Bei den Zuchtstieren fanden 19 einen Interessenten. Bei weiteren 10 Stieren war das Gebot dem Verkäufer zu gering. Diese Stiere könnten jedoch jeder Zeit ab Stall vermittelt werden. Bei 2150 € Versteigerungspreis erhielt ein im Exterieur starker Mainstream-Sohn aus dem Zuchtbetrieb Kajetan Leitner, Klarerhof in der Gemeinde Bayrischzell als teuerster Stier den Zuschlag. Förderlich für den Preis war sicherlich, dass ihm Kalbinneneignung und eine gute Eutervererbung prognostiziert wird. Weiterhin werden 50 % seiner Kälber genetisch hornlos sein. Für die 4 hornlos vererbenden Stiere lag der mittlere Versteigerungspreis genau bei 2000 €. Die 15 gehörnt vererbenden Stiere wechselten dagegen für im Mittel 1743 € den Besitzer. Schwierig abzusetzen sind derzeit sehr junge Stiere, denen noch die ausreichende Robustheit fehlt.

Jungkühe

An Jungkühen wurden 55 Stück aufgetrieben. Die durchschnittliche Milchleistung dieser Kühe lag bei 28,1 kg Milch. Die stricklose Versteigerung wird immer besser angenommen, so dass bei diesem Markt über 50 % der Jungkühe freilaufend versteigert wurden. Die Spitze in der Preisstaffelung fehlte bei diesem Markt etwas, was aber verständlich ist, da niedrige Schlachtpreise, die schöne Witterung und Unsicherheiten in der Milchvermarktung durch Corona nicht verkaufsfördernd sind.

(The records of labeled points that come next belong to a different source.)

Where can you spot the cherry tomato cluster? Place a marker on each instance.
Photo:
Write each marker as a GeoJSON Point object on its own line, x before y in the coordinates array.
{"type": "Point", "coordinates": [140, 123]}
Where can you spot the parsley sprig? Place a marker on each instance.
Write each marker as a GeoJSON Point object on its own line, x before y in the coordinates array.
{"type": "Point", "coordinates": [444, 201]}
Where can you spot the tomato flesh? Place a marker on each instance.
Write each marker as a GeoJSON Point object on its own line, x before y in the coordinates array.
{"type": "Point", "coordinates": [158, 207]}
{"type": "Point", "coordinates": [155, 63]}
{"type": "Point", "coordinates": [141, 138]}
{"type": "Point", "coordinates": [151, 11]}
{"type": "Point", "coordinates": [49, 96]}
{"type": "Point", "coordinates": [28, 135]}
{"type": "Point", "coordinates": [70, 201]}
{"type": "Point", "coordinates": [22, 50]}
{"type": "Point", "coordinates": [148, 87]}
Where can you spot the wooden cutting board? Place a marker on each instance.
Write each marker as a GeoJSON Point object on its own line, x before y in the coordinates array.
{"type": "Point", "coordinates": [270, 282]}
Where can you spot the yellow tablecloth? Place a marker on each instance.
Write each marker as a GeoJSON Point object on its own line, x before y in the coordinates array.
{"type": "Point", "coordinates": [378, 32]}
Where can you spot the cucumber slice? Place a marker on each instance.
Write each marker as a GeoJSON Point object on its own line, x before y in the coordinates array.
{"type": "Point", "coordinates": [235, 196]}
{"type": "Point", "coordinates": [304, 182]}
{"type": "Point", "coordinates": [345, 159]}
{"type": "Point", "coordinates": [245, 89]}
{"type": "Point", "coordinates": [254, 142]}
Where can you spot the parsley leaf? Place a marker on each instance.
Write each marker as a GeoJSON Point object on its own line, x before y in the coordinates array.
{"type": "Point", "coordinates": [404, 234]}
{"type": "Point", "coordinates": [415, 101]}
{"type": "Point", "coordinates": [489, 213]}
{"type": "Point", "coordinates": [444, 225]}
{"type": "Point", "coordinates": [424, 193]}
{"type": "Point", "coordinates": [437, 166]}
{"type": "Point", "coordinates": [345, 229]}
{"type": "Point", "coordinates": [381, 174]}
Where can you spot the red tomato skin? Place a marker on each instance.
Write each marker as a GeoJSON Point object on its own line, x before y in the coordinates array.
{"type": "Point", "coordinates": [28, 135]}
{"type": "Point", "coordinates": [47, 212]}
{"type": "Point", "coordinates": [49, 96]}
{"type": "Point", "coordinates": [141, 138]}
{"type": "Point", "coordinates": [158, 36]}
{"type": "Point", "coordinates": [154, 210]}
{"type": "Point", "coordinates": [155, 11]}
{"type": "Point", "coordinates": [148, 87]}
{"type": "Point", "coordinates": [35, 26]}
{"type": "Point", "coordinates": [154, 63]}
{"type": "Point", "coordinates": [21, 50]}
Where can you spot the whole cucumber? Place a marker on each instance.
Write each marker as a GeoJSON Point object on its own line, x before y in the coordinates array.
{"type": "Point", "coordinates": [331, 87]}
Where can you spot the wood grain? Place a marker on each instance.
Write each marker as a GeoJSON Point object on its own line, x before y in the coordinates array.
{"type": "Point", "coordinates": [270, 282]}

Die teuersten Jungkühe des Marktes erhielten diesmal den Zuschlag bereits bei 1900 €. Mit einem Tagesgemelk von 33 kg Milch und einer Melkbarkeit von 2,4 kg pro Minute konnte der Zuchtbetrieb Lechner GbR aus Tödtenberg, Gemeinde Vogtareuth, eine Wendlstein-Tochter zum Verkauf anbieten. Eine Ettal-Tochter aus dem Zuchtbetrieb Georg Wasensteiner aus Oberfeld, Gemeinde Lenggries, erreichte den gleichen Preis. Auch ihre Leistung lag bei über 30 kg Milch und 2,5 kg Milch pro Minute in der Melkbarkeit. Beide Jungkühe blieben wie auch weitere 21 Jungkühe und 13 Zuchtstiere im Verbandsgebiet. Drei Stiere und 17 Jungkühe sicherten sich bayerische Züchter. 1 Stier und 5 Jungkühe treten die Reise in Milchviehbetriebe in den Niederlanden an. Weitere 6 Jungkühe gehen an Zuchtbetriebe in Südtirol. Der durchschnittliche Steigerungspreis aller Jungkühe lag diesmal bei 1475 €.

Die nächste Großviehversteigerung in der Oberlandhalle findet voraussichtlich in vier Wochen statt.